I am specifically looking for the neural network question1

Regards confused smiley
Re: Example paper - Solution needed
September 25, 2007 11:38AM
I actually believe that the examiners need to provide the solutions to this past paper. It is a difficult subject to do, and i am having a huge problem trying to understand what is needed to be done when the questions are asked

Ive put alot of my preping for the upcoming exams into this subject, and when i look at the past paper, i dont know what is to be done. If we had the solutions, at least then we could know if we are on the right track as to what is requested from the questions

Regards
Re: Example paper - Solution needed
September 26, 2007 12:49AM
Yea,
I feel like have the wrong handbook when looking at the exam questions.
Re: Example paper - Solution needed
September 26, 2007 03:30PM
I am also struggling with, especially question 1, the exam paper.

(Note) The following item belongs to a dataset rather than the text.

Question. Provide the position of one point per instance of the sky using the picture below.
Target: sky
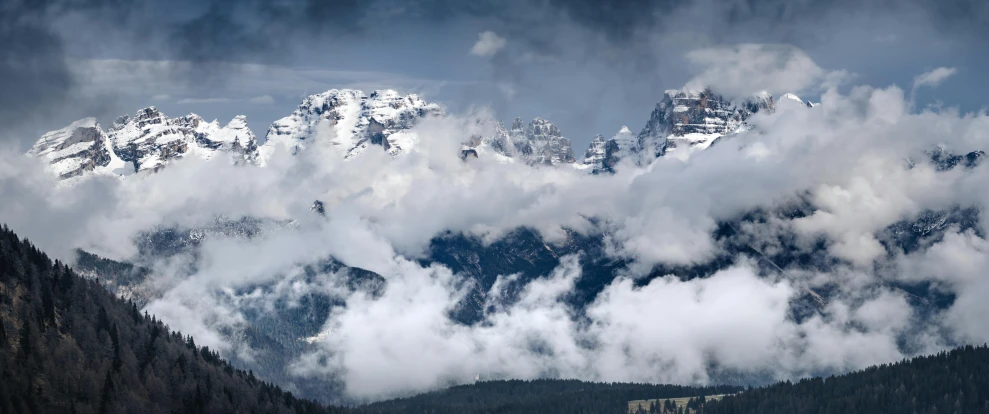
(589, 67)
(893, 79)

1.2 (0 1 0) = 0 or 1 and 0 = 0
(1 0 0) = 1 or 0 and 0 = 1
(0 0 1) = 0 or 0 and 1 = 0
(1 1 1) = 1 or 1 and 1 = 1

1.3 W : weight associated with the i-th connection
c : learning rate parameter
d : desired output
f : output of the perceptron on the example
X : input vector

1.4 W1 - 0.0
threshold - 0.0
c - 1.0
d1 - 0 (is this from 1.2 ?)
f1 - or should this be 0 from 1.2
X1 - ?

Does anyone know of any examples that we can work through. I have found the following websites: file:///D:/Study_2007/COS351-D/Notes/20_C/C20_311perc.htm and www.cs.vu.nl/~elena/slides03/nn06_1_2light.ppt.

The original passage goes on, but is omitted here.